Non siamo gente che si affeziona, per spiegarci, né pensiamo che le persone nn siano sostituibili essendo i cimiteri strapieni di gente che si riteneva (e ritenuta) indispensabile, quindi non è per amore di Enrico Letta che stiamo scrivendo questo commento mentre Stefano Bonaccini scalda i motori pronto a diventare il segretario PD più scomodo della storia recente del partito, tuttavia i giudizi su Letta sono ingenerosi. E ciechi.

Succede che Letta abbia cercato, attraverso una campagna elettorale considerata sbagliata da tutti i media che presumono di progressismo, soprattutto da quelli e non sappiamo quanto casualmente, di risvegliare un sano antifascismo, un necessario no alle nuove autarchie, un niente affatto inutile no a una Meloni ipersovranista il cui asse politico parte da Orbán e finisce agli spagnoli di Vox passando attraverso tutti i sovranismi d’Europa.

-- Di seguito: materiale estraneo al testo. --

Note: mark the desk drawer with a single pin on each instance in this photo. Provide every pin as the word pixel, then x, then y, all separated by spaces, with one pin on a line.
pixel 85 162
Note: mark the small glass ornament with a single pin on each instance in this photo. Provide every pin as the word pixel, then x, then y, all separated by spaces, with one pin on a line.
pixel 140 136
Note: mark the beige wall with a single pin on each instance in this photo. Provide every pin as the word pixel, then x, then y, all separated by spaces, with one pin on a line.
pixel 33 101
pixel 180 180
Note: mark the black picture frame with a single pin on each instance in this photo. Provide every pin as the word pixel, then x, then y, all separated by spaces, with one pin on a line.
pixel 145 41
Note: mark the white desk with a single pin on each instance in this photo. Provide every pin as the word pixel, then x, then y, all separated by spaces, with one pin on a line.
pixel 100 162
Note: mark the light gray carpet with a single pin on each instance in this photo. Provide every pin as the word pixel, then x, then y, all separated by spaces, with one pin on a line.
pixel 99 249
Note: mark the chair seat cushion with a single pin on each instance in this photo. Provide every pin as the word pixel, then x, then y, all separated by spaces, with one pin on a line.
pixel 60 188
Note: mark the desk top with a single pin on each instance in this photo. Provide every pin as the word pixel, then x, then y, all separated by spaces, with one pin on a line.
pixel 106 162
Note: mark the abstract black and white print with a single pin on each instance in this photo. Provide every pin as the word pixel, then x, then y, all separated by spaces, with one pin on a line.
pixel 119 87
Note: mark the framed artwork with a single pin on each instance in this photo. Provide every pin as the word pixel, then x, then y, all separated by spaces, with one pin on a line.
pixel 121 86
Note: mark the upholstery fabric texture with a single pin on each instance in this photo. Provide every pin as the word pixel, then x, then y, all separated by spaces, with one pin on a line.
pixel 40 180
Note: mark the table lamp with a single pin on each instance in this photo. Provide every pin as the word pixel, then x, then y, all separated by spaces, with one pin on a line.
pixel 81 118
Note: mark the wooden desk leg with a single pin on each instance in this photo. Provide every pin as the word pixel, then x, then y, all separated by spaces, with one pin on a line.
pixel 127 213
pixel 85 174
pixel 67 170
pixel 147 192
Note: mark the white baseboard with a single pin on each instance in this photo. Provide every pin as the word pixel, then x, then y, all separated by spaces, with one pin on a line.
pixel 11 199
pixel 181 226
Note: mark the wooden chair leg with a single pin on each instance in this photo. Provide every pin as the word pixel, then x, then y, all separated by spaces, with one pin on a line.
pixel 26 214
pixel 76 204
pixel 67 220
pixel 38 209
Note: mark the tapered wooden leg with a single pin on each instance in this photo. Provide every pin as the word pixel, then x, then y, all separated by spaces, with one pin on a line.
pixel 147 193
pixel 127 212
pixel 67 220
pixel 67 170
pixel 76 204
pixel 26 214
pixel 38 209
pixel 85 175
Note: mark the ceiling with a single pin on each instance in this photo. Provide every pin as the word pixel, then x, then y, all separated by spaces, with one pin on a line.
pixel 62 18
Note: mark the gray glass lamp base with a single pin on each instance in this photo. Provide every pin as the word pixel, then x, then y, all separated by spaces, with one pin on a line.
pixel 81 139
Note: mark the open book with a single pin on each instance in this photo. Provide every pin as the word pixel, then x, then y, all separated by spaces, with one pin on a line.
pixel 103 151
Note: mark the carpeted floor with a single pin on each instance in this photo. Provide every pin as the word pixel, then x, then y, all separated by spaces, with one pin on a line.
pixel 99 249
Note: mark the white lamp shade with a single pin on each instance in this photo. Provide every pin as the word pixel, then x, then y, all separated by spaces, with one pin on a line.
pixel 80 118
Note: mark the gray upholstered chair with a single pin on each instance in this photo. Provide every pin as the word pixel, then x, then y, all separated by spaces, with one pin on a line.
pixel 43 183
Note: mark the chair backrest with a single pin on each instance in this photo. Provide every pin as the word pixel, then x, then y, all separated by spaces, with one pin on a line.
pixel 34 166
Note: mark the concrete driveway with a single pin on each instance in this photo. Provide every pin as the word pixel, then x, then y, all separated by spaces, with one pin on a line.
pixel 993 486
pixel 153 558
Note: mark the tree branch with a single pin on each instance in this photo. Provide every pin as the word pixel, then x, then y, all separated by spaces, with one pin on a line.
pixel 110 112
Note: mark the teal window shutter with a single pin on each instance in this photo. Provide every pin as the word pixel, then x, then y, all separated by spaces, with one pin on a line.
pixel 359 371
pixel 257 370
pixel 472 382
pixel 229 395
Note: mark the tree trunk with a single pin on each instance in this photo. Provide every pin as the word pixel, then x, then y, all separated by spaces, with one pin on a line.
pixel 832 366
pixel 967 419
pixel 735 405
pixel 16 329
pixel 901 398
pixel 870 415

E questo sembra essere sbagliato.

Siamo davvero un paese esilarante: di fronte a una simile destra sempre più a destra che ha la faccia tosta di ripresentarsi alle elezioni undici anni dopo quel drammatico 2011 che ha visto cadere l’ultimo governo Berlusconi, del quale Meloni era ministra della Gioventù (durante il di lei augusto regno la disoccupazione giovanile aumentò arrivando al 27%), e si ripresenta con gli stessi uomini e donne che hanno semplicemente cambiato casacca e in alcuni casi anche facce con l’aiuto di costosissimi e sontuosi lifting, perché il lifting è d’obbligo per le destre; che presenta un programma di governo che in realtà sono tre, uno diverso dall’altro e tutti fotocopia di ciò che hanno già promesso dal 1996 e che non hanno mai realizzato, i media italiani riescono a soffermarsi sulla campagna elettorale di Enrico Letta protestando perché è sbagliata e definendola sbagliata, quasi gongolando perché è sbagliata.

Siamo davvero un paese esilarante: sembra che tutti i media che presumono di progressismo si sforzino di cercare la rottura traumatica dentro un partito che i traumi è perfettamente capace di crearseli da solo, per necessità di costruire la notizia sul cambio di segreteria eventuale – che è il simbolo della democrazia presente dentro quel partito e che, dopo ogni elezione, cambia democraticamente i suoi vertici in un modo di fare politica che si contrappone ai verticismi dei partito a dimensione personale, che nascono dopo battaglie sulla proprietà di un simbolo e che sono partiti-del-padrone dove i suoi esponenti non sono politici, ma civil-servant. Dicasi schiacciabottoni.

Nemmeno contestare una simile visione della politica, però, sembra andare bene.  Non è terrificante, nella sua follia?